The U.S. Department of Labor also updated its “List of Goods Produced by Child Labor or Forced Labor” to include polysilicon made with forced labor in China, according to the White House statement.
Separately, the Commerce Department added five Chinese entities to its export blacklist. According to a notice on Thursday, they are Hoshine; Xinjiang Daqo New Energy Co. Ltd.; Xinjiang East Hope Nonferrous Metals Co. Ltd.; Xinjiang GCL New Energy Material Technology, Co. Ltd.; and Xinjiang Production & Construction Corps., which has previously been sanctioned. American companies that sell to those entities will then require approval from the U.S. government.
Hoshine, East Hope and GCL-Poly didn’t immediately reply to emailed requests for comment. Daqo could not comment on the issue, head of investor relations Kevin He said in a text message.
In May, U.S. climate envoy John Kerry said officials “believe in some cases” that Chinese solar products are being produced by forced labor and confirmed the administration was mulling restrictions.
But Group of Seven leaders clashed earlier this month over how strongly to rebuke China over alleged forced labor practices. In the final communique, the G-7 called “on China to respect human rights and fundamental freedoms, especially in relation to Xinjiang.”
U.S. solar companies, which rely heavily on imported photovoltaic panels, had already begun shuffling supply chains in anticipation of the action. And at least one polysilicon producer in Xinjiang—Daqo New Energy Corp.—had opened itself to the possibility of audits and outside scrutiny in a bid to shield itself from U.S. sanctions.
The Solar Energy Industries Association, a Washington-based trade group, which recently unveiled a traceability tool aimed at helping solar importers and manufacturers track the supply of materials, had said it supported the planned action. “The fact is we do not have transparency into supply chains in the Xinjiang region, and there is too much risk in operating there,” the association’s general counsel, John Smirnow, said in an emailed statement.

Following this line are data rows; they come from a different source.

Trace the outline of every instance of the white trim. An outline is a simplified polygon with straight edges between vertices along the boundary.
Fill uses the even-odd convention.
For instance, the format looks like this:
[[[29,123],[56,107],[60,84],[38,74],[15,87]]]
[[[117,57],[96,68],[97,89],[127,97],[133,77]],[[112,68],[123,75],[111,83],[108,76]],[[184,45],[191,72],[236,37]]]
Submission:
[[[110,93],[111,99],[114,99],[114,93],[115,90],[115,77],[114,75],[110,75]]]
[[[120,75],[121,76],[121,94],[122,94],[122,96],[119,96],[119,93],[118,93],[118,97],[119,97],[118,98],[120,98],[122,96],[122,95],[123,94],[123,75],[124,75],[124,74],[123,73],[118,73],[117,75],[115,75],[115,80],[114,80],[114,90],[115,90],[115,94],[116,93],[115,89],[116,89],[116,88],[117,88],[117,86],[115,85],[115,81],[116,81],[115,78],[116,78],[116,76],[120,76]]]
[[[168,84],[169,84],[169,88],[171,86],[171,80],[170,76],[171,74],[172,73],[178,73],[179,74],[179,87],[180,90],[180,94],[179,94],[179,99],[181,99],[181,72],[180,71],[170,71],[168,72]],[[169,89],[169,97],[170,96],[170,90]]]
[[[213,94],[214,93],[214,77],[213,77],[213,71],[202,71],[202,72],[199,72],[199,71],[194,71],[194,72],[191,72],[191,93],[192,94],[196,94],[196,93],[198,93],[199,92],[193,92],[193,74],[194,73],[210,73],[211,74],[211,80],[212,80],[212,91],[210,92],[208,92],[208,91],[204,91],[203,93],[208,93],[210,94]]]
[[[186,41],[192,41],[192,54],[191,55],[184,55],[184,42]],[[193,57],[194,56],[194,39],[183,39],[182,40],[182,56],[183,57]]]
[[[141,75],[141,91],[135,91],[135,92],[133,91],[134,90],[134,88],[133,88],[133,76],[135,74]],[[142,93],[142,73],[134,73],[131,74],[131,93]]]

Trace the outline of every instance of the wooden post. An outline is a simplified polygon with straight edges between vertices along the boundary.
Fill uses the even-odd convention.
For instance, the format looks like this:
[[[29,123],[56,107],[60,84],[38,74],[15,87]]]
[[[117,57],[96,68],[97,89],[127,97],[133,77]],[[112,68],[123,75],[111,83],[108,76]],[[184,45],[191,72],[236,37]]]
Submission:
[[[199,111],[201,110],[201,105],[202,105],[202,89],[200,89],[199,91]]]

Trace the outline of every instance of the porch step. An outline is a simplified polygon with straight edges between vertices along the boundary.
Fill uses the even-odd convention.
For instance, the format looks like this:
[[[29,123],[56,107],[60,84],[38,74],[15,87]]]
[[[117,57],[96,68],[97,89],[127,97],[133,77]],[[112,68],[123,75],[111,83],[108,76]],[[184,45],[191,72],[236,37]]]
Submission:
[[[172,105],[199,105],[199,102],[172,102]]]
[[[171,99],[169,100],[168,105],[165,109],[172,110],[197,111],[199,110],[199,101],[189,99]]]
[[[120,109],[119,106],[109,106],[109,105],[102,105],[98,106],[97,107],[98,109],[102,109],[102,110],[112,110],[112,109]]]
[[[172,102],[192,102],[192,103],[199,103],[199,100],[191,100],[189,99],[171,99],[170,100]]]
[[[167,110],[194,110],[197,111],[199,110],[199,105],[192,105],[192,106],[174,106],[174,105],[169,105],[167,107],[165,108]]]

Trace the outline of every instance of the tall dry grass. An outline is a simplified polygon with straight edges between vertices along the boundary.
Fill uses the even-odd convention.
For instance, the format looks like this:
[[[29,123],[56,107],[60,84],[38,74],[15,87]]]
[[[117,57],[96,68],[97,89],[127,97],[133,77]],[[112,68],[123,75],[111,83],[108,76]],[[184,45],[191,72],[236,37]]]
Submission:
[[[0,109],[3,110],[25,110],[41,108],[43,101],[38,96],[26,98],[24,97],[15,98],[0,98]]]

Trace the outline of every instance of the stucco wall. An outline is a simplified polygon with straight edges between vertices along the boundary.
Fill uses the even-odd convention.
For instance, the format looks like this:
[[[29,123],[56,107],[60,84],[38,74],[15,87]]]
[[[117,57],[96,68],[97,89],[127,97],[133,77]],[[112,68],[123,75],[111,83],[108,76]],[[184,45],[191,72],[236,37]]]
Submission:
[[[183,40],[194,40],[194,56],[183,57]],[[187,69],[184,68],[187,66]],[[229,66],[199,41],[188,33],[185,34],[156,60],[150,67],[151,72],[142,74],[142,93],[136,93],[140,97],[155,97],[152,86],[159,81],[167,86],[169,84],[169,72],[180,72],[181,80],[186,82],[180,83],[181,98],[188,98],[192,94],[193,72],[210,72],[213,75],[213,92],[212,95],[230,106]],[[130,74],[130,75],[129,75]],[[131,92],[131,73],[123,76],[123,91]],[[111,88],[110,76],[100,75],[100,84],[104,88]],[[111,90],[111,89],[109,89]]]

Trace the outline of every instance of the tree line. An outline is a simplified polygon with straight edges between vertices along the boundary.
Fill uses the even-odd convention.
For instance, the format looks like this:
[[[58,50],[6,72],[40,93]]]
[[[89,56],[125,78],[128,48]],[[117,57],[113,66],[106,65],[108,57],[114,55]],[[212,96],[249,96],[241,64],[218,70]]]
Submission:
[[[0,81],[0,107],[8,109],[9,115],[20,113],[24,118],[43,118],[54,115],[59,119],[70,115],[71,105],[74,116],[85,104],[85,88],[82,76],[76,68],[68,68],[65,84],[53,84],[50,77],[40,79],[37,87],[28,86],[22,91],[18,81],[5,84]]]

Still, the Biden administration’s move “could have a significant negative impact on the whole U.S. solar industry,” Roth Capital Partners LLC said in a research note for clients. “If implemented, module imports would need to prove that there is no content from Hoshine in order to enter the U.S.”
Hoshine produces about 800,000 metric tons of metallurgical silicon annually, according to Roth. “Access to solar modules in the U.S., in our view, could be severely limited by this order as we believe isolating and tracing MG-Si through the supply chain could present a significant challenge,” Roth said.
While Xinjiang is a major polysilicon hub, the material is sent for further processing in factories in other parts of China and other countries before it’s ultimately assembled into the solar panels that are shipped to the U.S. That creates additional challenges and would mean supply chain verification efforts would almost certainly require the cooperation of Chinese manufacturers.
A 1930 trade law bars the importation of goods that are mined, produced or manufactured by forced labor—and empowers the federal government to seize the products or block their entry into the U.S. Under former President Donald Trump, the U.S. Customs and Border Protection in January issued a withhold release order targeting cotton and tomato products produced in Xinjiang.